Agitée. Malheureusement, cela s'accompagne d'un niveau sonore élevé. La carrosserie, plus volumineuse faisant caisse de résonance et un bruit d'air important s'ajoutent au grondement du moteur. C'est le défaut majeur de ce modèle.
Avec un centre de gravité relevé, la Golf Plus est aussi un peu plus agitée sur mauvaise route et embarrassée dans les changements d'appui. Tout cela reste mesuré et ne met jamais en péril la sécurité de ce modèle, doté en série de l'antipatinage et du contrôle électronique de stabilité ESP. Un freinage sans histoires, une commande de boîte de vitesses douce et précise, et un diamètre de braquage réduit facilitant les évolutions en ville, font que la Golf Plus reste avant tout une Golf.

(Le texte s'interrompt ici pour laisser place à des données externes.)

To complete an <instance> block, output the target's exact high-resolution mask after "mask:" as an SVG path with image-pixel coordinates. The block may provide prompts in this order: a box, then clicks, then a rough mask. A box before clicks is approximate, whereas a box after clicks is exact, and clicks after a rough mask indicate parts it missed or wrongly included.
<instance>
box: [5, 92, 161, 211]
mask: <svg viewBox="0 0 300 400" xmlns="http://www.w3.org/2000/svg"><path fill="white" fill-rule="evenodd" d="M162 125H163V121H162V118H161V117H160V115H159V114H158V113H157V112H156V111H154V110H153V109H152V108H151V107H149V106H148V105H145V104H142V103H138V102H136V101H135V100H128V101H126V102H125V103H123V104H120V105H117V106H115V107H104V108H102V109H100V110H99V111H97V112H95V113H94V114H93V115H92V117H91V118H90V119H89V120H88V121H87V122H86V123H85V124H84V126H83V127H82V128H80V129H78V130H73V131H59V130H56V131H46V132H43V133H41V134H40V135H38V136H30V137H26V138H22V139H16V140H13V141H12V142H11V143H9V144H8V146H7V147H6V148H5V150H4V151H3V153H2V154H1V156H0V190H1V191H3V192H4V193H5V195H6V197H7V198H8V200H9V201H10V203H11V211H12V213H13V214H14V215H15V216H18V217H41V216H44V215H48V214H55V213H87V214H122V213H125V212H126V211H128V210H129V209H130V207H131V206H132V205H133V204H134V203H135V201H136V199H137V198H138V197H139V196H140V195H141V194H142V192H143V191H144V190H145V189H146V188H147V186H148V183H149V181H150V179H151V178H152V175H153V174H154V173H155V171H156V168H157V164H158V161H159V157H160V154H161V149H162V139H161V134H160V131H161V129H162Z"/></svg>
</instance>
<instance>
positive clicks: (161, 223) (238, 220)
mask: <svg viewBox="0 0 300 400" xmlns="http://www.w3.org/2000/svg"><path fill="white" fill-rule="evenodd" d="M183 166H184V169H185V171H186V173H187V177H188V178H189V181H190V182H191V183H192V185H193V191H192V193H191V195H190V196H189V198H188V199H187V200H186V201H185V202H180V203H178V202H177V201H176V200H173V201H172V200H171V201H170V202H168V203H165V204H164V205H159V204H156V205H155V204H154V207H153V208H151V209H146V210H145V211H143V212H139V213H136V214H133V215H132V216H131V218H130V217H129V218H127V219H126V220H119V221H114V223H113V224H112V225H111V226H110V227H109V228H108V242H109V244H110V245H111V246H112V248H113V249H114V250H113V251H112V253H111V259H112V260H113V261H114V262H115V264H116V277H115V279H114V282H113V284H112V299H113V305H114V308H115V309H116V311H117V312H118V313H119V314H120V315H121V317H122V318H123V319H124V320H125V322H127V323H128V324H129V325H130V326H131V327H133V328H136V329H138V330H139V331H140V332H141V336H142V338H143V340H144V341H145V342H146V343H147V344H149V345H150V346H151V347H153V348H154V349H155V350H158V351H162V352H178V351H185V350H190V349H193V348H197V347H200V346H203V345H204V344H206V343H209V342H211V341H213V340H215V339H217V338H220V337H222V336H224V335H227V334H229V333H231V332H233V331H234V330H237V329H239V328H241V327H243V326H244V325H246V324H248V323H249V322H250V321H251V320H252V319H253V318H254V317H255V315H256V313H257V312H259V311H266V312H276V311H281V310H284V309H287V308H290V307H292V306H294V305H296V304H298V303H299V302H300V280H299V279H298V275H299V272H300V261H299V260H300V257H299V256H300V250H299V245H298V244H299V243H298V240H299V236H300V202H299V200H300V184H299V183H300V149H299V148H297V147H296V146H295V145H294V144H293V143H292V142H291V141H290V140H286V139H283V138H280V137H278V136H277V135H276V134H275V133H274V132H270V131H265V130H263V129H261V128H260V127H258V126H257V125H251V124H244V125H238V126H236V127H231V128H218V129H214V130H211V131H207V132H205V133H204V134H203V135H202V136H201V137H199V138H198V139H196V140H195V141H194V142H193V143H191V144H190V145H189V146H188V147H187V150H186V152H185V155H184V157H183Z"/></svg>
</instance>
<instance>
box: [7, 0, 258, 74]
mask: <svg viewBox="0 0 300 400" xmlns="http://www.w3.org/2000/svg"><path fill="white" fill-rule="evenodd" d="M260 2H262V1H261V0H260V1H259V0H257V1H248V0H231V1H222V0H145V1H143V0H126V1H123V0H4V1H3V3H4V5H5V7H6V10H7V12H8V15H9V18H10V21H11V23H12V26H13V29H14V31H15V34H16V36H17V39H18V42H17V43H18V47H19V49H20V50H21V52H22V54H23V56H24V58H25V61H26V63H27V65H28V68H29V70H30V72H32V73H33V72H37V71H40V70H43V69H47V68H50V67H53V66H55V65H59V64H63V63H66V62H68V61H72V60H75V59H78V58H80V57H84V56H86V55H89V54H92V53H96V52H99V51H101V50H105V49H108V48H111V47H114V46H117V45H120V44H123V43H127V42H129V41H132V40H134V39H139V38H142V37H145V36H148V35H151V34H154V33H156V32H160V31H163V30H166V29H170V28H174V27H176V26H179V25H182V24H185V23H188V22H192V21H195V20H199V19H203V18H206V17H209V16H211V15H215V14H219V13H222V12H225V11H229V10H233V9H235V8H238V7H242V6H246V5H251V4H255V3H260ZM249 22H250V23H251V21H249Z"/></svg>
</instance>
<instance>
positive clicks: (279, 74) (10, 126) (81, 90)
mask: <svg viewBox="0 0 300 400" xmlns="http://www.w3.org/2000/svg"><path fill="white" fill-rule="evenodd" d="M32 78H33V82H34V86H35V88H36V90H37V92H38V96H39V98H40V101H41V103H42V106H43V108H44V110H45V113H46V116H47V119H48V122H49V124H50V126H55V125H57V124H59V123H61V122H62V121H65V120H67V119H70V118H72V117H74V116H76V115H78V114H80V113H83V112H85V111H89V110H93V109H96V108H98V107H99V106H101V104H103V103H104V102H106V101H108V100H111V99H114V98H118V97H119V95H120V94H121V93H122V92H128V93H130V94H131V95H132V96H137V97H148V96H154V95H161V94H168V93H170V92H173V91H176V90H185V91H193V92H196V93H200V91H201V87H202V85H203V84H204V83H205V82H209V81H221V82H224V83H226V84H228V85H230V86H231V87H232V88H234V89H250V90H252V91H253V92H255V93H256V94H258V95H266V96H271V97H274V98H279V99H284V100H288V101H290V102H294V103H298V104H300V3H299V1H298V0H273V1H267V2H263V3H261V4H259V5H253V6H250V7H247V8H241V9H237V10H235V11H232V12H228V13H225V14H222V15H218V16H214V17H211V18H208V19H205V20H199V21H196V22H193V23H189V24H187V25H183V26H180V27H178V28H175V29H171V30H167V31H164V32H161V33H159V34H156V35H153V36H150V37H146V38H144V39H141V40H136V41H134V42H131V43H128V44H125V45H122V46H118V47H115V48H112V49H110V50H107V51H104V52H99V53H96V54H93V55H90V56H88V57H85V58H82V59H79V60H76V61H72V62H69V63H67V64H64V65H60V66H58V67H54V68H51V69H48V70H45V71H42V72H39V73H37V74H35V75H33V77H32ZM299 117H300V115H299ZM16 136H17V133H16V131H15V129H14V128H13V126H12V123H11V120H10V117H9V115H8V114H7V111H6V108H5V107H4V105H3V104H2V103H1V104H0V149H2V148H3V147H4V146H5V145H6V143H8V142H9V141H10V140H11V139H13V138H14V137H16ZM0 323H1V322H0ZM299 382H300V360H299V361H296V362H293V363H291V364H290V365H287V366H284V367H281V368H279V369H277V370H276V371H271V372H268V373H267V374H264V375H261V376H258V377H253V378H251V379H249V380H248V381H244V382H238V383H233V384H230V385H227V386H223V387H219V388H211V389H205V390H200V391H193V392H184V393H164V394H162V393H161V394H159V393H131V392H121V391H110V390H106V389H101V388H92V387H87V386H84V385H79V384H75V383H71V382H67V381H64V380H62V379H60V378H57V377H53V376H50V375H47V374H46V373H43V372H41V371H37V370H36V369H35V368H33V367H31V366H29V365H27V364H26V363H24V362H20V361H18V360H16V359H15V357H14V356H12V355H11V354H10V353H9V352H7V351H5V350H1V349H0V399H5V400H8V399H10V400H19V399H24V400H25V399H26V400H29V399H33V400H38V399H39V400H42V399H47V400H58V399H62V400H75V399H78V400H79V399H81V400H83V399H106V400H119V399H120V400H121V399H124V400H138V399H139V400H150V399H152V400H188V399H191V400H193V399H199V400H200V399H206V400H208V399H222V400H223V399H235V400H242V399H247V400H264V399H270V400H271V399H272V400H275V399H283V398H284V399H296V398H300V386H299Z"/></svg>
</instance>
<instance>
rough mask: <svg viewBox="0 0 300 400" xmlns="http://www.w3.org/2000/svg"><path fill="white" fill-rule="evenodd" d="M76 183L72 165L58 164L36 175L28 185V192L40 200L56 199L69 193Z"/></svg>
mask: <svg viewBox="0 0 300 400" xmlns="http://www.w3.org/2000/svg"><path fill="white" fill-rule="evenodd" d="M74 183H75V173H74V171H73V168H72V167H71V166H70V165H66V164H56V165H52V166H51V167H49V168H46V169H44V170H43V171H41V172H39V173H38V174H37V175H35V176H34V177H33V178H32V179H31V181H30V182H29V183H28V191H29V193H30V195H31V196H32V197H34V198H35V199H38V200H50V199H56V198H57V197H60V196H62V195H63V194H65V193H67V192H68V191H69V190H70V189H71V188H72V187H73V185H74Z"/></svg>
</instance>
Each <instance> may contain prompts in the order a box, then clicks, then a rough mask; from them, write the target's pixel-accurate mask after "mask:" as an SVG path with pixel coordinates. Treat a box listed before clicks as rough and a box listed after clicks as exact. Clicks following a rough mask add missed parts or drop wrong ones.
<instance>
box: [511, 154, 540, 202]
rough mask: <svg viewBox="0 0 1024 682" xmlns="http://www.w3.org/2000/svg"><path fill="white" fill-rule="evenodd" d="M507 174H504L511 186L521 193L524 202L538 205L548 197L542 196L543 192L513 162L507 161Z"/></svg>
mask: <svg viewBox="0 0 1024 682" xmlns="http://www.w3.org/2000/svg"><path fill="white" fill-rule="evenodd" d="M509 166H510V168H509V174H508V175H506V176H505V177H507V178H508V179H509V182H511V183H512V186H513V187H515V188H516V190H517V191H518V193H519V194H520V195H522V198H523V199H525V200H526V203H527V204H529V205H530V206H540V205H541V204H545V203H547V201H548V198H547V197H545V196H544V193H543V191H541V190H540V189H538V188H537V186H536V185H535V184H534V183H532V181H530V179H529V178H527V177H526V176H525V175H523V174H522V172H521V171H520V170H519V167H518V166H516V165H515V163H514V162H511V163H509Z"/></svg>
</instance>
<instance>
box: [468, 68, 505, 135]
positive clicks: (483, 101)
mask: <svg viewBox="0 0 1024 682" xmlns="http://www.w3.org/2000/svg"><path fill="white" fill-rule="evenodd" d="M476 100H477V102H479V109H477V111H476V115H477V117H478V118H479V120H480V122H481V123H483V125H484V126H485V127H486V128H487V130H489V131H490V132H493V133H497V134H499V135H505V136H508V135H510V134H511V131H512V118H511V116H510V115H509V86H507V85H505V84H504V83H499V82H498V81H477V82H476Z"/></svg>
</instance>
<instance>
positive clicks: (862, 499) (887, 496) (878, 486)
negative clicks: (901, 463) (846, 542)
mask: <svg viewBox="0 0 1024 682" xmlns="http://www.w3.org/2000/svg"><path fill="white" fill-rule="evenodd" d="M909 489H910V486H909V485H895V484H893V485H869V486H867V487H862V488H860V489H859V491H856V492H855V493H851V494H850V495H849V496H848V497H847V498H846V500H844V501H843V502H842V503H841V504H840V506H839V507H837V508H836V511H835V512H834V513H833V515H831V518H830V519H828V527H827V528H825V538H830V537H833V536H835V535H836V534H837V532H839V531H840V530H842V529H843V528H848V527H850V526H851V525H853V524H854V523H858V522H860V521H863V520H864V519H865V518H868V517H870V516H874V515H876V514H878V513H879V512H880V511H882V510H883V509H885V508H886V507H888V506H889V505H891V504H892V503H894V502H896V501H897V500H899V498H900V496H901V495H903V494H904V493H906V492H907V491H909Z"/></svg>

Rotules. A l'avant, l'ancrage surélevé des sièges favorise la visibilité. Le siège du conducteur réglé en hauteur maximale, offre une position de conduite relaxante, jambes pendantes comme à bord d'un utilitaire. L'accès au véhicule devient beaucoup plus aisé. Cette remarque vaut également pour les places arrière. La possibilité de reculer les sièges avant profite avant tout aux grands gabarits, qui pourront reculer leurs assises sans écraser les rotules des passagers arrière.
Quant au coffre, c'est là qu'il faut chercher le vrai « plus ». Il marque le retour du plancher plat, les dernières générations de Golf se contentant d'une modularité minimale avec assises fixes et dossiers rabattables.
Les dossiers (suivant la formule 40-20-40) se rabattent d'une main, entraînant l'assise en position basse pour aligner l'ensemble avec le fond de coffre placé en position haute. Des opercules coulissants viennent occulter la rigole présente entre l'articulation des dossiers et le fond de coffre de manière à offrir une surface sans aspérités. Dans cette position, le fond de coffre dissimule un premier « sous-sol », qui, lui-même, recouvre le logement de la roue de secours « galette » retenue pour le marché français.
En restant une vraie Golf, la Golf Plus apporte de l'espace, de l'aisance et des aspects pratiques... facturés 900 ¤. Des facilités que chacun appréciera à l'aulne de ses besoins et de ses revenus.